NASHVILLE, Tenn. (OSBORNE)  --   State lawmakers have this week stripped language from a House bill that would have required development officials to disclose the size of offers they make to entice companies to land in Tennessee.

The proposal comes in the wake of public unease over the $102 million in grants and tax incentives the state recently offered to Amazon. Failed development deals with Electrolux and Hemlock Semiconductor also raised concern.

In its original form, the bill called for the state to disclose exactly how many tax dollars are offered as development incentives. It also mandates that so-called “claw back” clauses be included in future agreements, forcing companies to return taxpayer dollars if they fail to honor agreements with the state.

The Tennesseean reports Gov. Bill Lee’s Administration has successfully lobbied lawmakers to remove the transparency language during committee debate.

Ron Shultis is Policy Director for the conservative Beacon Center in Nashville. He says getting the claw back provision is a step in the right direction, and hopes greater transparency will eventually follow.

“That’s something that we would like to address in the future and we do believe Tennessee should get to a place where its tax credits are more transparent, but we’re still happy with the bill as amended.”

The Tennessee Coalition for Open Government lobbied lawmakers to retain both provisions in the measure.
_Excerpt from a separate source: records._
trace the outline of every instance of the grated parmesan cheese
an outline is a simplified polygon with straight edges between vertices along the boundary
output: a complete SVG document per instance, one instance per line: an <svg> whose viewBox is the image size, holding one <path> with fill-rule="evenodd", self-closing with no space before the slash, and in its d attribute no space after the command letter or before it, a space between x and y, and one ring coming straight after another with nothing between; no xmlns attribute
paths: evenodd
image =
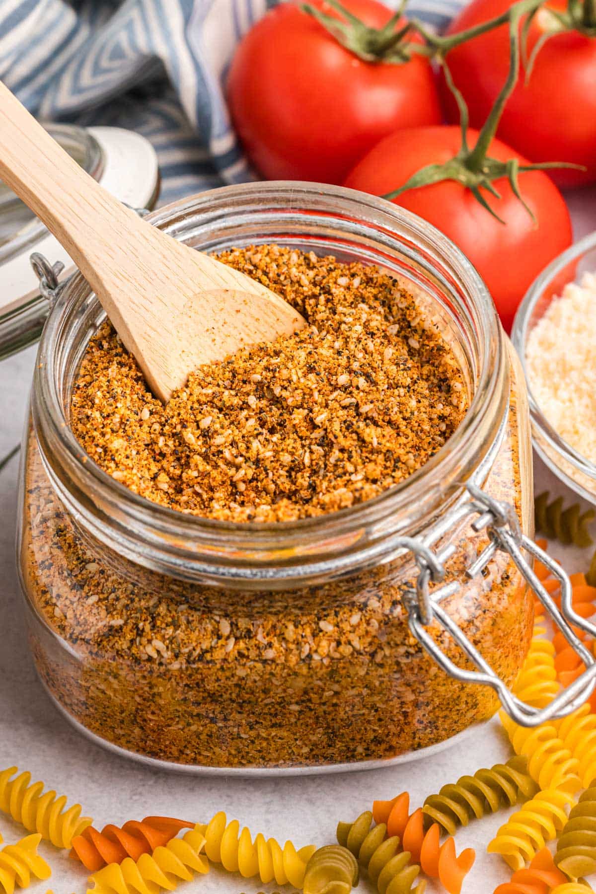
<svg viewBox="0 0 596 894"><path fill-rule="evenodd" d="M566 285L530 333L530 387L555 431L596 462L596 274Z"/></svg>

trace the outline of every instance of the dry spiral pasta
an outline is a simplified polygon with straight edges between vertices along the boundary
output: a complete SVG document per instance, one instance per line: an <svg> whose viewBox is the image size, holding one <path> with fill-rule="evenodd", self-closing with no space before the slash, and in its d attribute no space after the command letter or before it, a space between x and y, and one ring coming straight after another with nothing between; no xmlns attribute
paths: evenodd
<svg viewBox="0 0 596 894"><path fill-rule="evenodd" d="M593 891L593 888L587 881L564 881L553 888L550 894L590 894L590 891Z"/></svg>
<svg viewBox="0 0 596 894"><path fill-rule="evenodd" d="M419 863L431 878L438 878L449 894L458 894L462 882L474 865L475 853L471 848L456 856L455 842L449 837L441 844L441 827L432 822L424 831L422 809L409 812L410 797L407 791L390 801L375 801L373 819L385 820L387 834L401 840L401 847ZM378 827L377 827L378 828Z"/></svg>
<svg viewBox="0 0 596 894"><path fill-rule="evenodd" d="M533 856L527 869L516 870L508 881L495 888L493 894L543 894L567 881L557 869L549 848L543 848Z"/></svg>
<svg viewBox="0 0 596 894"><path fill-rule="evenodd" d="M536 530L541 531L547 537L555 537L562 544L592 546L593 540L588 532L588 525L596 512L592 509L582 512L579 503L564 509L563 497L557 497L549 502L549 492L545 491L534 500Z"/></svg>
<svg viewBox="0 0 596 894"><path fill-rule="evenodd" d="M172 839L153 854L142 854L136 862L127 856L95 873L94 887L87 894L157 894L175 890L179 881L189 881L193 873L205 874L209 864L202 854L205 837L195 826L181 839Z"/></svg>
<svg viewBox="0 0 596 894"><path fill-rule="evenodd" d="M530 648L513 691L527 704L544 708L559 689L555 669L555 647L546 639L546 628L535 624Z"/></svg>
<svg viewBox="0 0 596 894"><path fill-rule="evenodd" d="M438 822L448 835L453 835L457 826L466 826L472 817L495 814L507 805L512 807L520 796L532 797L538 786L527 766L527 758L516 755L507 763L495 763L490 770L481 768L474 776L460 776L457 782L441 786L438 794L429 795L424 801L425 822Z"/></svg>
<svg viewBox="0 0 596 894"><path fill-rule="evenodd" d="M27 835L16 844L7 844L0 850L0 892L13 894L16 885L27 888L31 876L49 879L52 870L38 854L41 835ZM0 835L0 842L2 835Z"/></svg>
<svg viewBox="0 0 596 894"><path fill-rule="evenodd" d="M567 822L567 808L575 799L566 791L539 791L531 801L509 817L489 842L489 854L500 854L513 870L524 868L526 860L557 838Z"/></svg>
<svg viewBox="0 0 596 894"><path fill-rule="evenodd" d="M122 863L127 856L138 860L141 854L150 854L182 829L193 826L193 822L169 816L146 816L140 822L129 820L123 826L104 826L101 832L88 826L72 839L71 856L95 873L108 863Z"/></svg>
<svg viewBox="0 0 596 894"><path fill-rule="evenodd" d="M316 850L309 845L297 851L291 841L281 848L275 839L265 839L260 832L253 842L249 831L240 831L238 820L228 823L222 812L196 828L205 835L205 853L210 860L230 873L239 872L245 879L258 875L264 884L274 881L302 888L306 864Z"/></svg>
<svg viewBox="0 0 596 894"><path fill-rule="evenodd" d="M582 786L590 789L596 782L596 714L586 703L553 725L566 748L578 761Z"/></svg>
<svg viewBox="0 0 596 894"><path fill-rule="evenodd" d="M31 783L29 772L11 779L18 772L17 767L0 772L0 810L56 848L70 848L75 835L91 825L90 817L80 815L80 804L67 808L65 796L44 791L43 782Z"/></svg>
<svg viewBox="0 0 596 894"><path fill-rule="evenodd" d="M574 880L596 871L596 789L587 789L570 812L555 863Z"/></svg>
<svg viewBox="0 0 596 894"><path fill-rule="evenodd" d="M561 789L573 794L582 788L577 775L579 762L563 745L552 724L527 728L519 726L503 711L499 716L514 751L527 757L528 772L541 789Z"/></svg>
<svg viewBox="0 0 596 894"><path fill-rule="evenodd" d="M388 838L382 822L374 828L372 824L373 814L368 811L355 822L340 822L337 839L365 867L379 894L424 894L425 882L416 882L420 866L410 863L407 851L399 852L399 837Z"/></svg>
<svg viewBox="0 0 596 894"><path fill-rule="evenodd" d="M351 851L330 844L315 850L304 876L304 894L349 894L358 883L358 863Z"/></svg>

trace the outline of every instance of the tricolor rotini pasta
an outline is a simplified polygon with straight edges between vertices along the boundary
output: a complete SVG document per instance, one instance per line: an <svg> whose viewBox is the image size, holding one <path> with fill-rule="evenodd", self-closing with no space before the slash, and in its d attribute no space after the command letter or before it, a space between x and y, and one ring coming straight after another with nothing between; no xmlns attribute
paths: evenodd
<svg viewBox="0 0 596 894"><path fill-rule="evenodd" d="M438 794L429 795L424 801L424 822L438 822L448 835L453 835L457 826L466 826L472 817L480 819L508 805L512 807L520 797L532 797L538 786L527 766L527 758L516 755L507 763L495 763L490 770L481 768L474 776L460 776L457 782L441 786ZM379 822L374 805L373 814Z"/></svg>
<svg viewBox="0 0 596 894"><path fill-rule="evenodd" d="M80 815L80 804L67 807L65 796L44 791L43 782L31 783L29 772L11 778L18 772L17 767L0 772L0 810L56 848L70 848L75 835L91 825L90 817Z"/></svg>
<svg viewBox="0 0 596 894"><path fill-rule="evenodd" d="M209 860L245 879L258 875L264 884L290 882L302 888L306 864L316 850L315 845L309 845L297 851L291 841L281 848L275 839L265 839L260 832L253 842L249 831L240 831L238 820L228 822L224 813L215 814L207 825L197 829L205 835L205 853Z"/></svg>
<svg viewBox="0 0 596 894"><path fill-rule="evenodd" d="M555 863L573 880L596 872L596 789L587 789L571 810Z"/></svg>
<svg viewBox="0 0 596 894"><path fill-rule="evenodd" d="M500 854L513 870L523 869L525 862L552 841L567 822L567 810L575 798L566 791L549 789L539 791L531 801L509 817L489 842L489 854Z"/></svg>
<svg viewBox="0 0 596 894"><path fill-rule="evenodd" d="M16 844L7 844L0 850L0 892L13 894L15 887L28 888L31 876L49 879L52 870L38 854L41 835L27 835ZM0 835L2 842L2 835Z"/></svg>
<svg viewBox="0 0 596 894"><path fill-rule="evenodd" d="M172 839L153 854L141 854L135 861L127 856L95 873L88 894L156 894L160 889L174 890L180 881L189 881L193 873L209 872L203 856L205 837L195 826L181 839Z"/></svg>
<svg viewBox="0 0 596 894"><path fill-rule="evenodd" d="M306 864L304 894L349 894L358 883L358 863L339 844L315 850Z"/></svg>
<svg viewBox="0 0 596 894"><path fill-rule="evenodd" d="M547 537L556 538L561 544L575 546L591 546L593 543L588 525L596 516L593 510L582 512L579 503L564 509L563 497L549 502L549 492L540 493L534 500L536 530Z"/></svg>
<svg viewBox="0 0 596 894"><path fill-rule="evenodd" d="M422 810L416 810L411 815L408 813L407 792L385 803L391 805L386 823L381 822L371 829L374 814L370 812L361 814L351 824L339 823L338 841L365 862L370 848L378 839L391 840L396 848L403 848L415 863L419 863L426 875L438 878L449 894L458 894L464 878L474 864L474 852L468 849L457 856L452 838L441 844L441 831L436 823L425 832Z"/></svg>
<svg viewBox="0 0 596 894"><path fill-rule="evenodd" d="M340 822L337 839L366 869L379 894L424 894L424 881L416 881L420 866L400 851L397 835L387 837L384 823L371 828L373 814L361 814L355 822ZM416 887L412 887L416 882Z"/></svg>

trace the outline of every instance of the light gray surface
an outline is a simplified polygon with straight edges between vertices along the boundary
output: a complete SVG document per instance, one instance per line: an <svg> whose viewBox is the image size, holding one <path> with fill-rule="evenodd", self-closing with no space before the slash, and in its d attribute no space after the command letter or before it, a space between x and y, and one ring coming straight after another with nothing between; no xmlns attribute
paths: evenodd
<svg viewBox="0 0 596 894"><path fill-rule="evenodd" d="M579 236L594 225L592 197L572 198ZM0 457L20 439L27 394L35 362L35 349L0 364ZM263 831L297 846L334 840L338 820L352 820L370 809L373 798L389 798L404 789L412 805L444 782L478 767L506 759L510 749L497 721L474 730L457 747L448 748L427 761L368 772L327 777L242 780L196 779L158 773L110 755L81 738L55 710L38 681L28 652L18 584L14 569L16 479L18 460L0 473L0 769L18 764L30 770L35 779L80 801L84 813L96 825L121 823L153 814L181 816L206 822L216 810L225 810L253 832ZM565 493L550 474L537 469L537 489L550 487ZM585 556L576 551L557 549L569 570L582 569ZM507 812L472 823L457 833L457 849L475 847L476 864L464 892L491 891L508 877L499 857L484 853L486 843L505 822ZM0 814L0 833L13 841L21 830ZM41 848L54 874L49 882L31 887L34 892L51 888L55 894L79 894L86 890L87 873L50 845ZM208 876L185 883L180 890L238 894L263 886L212 871ZM273 890L274 886L268 886ZM368 890L365 881L360 890ZM433 890L432 886L429 887ZM438 889L437 889L438 890Z"/></svg>

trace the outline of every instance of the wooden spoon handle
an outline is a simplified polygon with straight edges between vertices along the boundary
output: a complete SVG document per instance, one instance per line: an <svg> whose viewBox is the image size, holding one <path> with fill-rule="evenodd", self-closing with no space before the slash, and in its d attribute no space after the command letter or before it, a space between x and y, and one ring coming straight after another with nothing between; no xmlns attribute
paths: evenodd
<svg viewBox="0 0 596 894"><path fill-rule="evenodd" d="M138 217L103 189L0 81L0 177L43 221L98 291L114 238ZM132 222L132 224L131 224Z"/></svg>

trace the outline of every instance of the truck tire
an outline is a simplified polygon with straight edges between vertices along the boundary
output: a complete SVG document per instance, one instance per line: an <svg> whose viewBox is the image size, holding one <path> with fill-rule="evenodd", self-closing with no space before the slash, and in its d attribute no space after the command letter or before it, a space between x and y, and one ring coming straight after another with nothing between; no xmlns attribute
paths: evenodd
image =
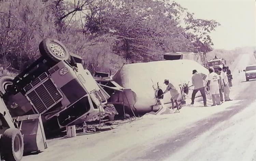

TCOG’s Deborah Fisher says stripping out the transparency clause leaves Tennessee out of step with most states.

“Twenty-eight states who award tax credits for economic development make these awards public and we found only five states, including Tennessee that still allow them to be confidential.”

The measure, still in its original form, will get a hearing this coming Tuesday in the Senate Commerce and Labor Committee.